Mr. Mitchell Henry’s place, Kylemore Castle, stands close in among the woods under the side of Kylemore Mountain, with a small lake shutting it off from the road. It is a great, imposing grey mass of turrets and towers, and, close by, the white spire of a charming little limestone church is reflected among the trees in the lake, and gives an amazing finish of civilisation to the whole view—in fact, civilisation and fuchsia hedges are the leading notes from Kylemore to Letterfrack, wide crimson banks of fuchsia lining
MR. MITCHELL HENRY’S PLACE, KYLEMORE CASTLE.
the road, and prosperous farm buildings presiding over fat turnip fields, until the road lifts again into the barer uplands whereon is situated the village of Letterfrack.

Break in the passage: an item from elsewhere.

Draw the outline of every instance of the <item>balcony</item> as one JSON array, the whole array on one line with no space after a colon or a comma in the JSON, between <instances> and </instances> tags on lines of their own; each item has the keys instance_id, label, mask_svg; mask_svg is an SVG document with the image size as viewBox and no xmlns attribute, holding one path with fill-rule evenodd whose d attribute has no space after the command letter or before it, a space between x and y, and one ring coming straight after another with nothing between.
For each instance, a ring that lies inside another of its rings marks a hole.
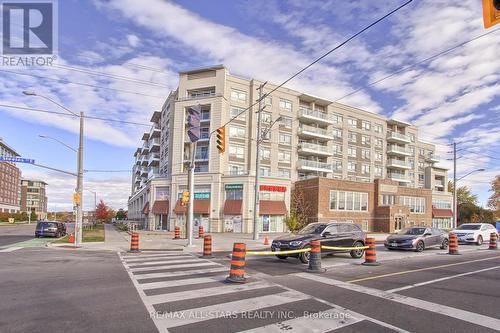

No map we have as yet encountered pays Letterfrack the compliment of marking it, but it is nevertheless a very fine place, with a post and telegraph office, an industrial school, and a tolerably regular double row of houses of all sorts. Our various delays of luncheon and sketching, &c., along the road had made us later than usual, and we were only just in time for the table d’hôte at Mr. O’Grady’s fuchsia-covered hotel. There was a wonderful sunset that evening, and after dinner we wandered out to see as much as we could before bedtime. It was the strangest country we had yet seen. A long down-sloping tract of semi-cultivated land, and, starting up round its outskirts, tall, crudely conical mountains, “such a landscape as a child would draw,” my second cousin said. There was something volcanic and threatening about these great dark tents, showing awfully against the red background of the sunset. We were almost glad when everything melted into a grey sea-fog—for the sea, though out of sight, was very near—and we had to walk back the hotel; while from a shadowy cottage back of the road the piercing screams of a concertina rendered in maddening iteration the first theme of the “Sweethearts” waltz. Only one incident did we meet with on our way back. Quite suddenly, out of the greyness, three men appeared, and as they passed us, one of them turned and said, “Genoong i dhieri,” which, being translated, is “God speed you.”
We said feebly “Good evening,” and it was not till we were nearing the hotel that my second cousin remembered that she should have answered, “Ge moch hay ritth,” which is the Irish method of saying, “The same to you.”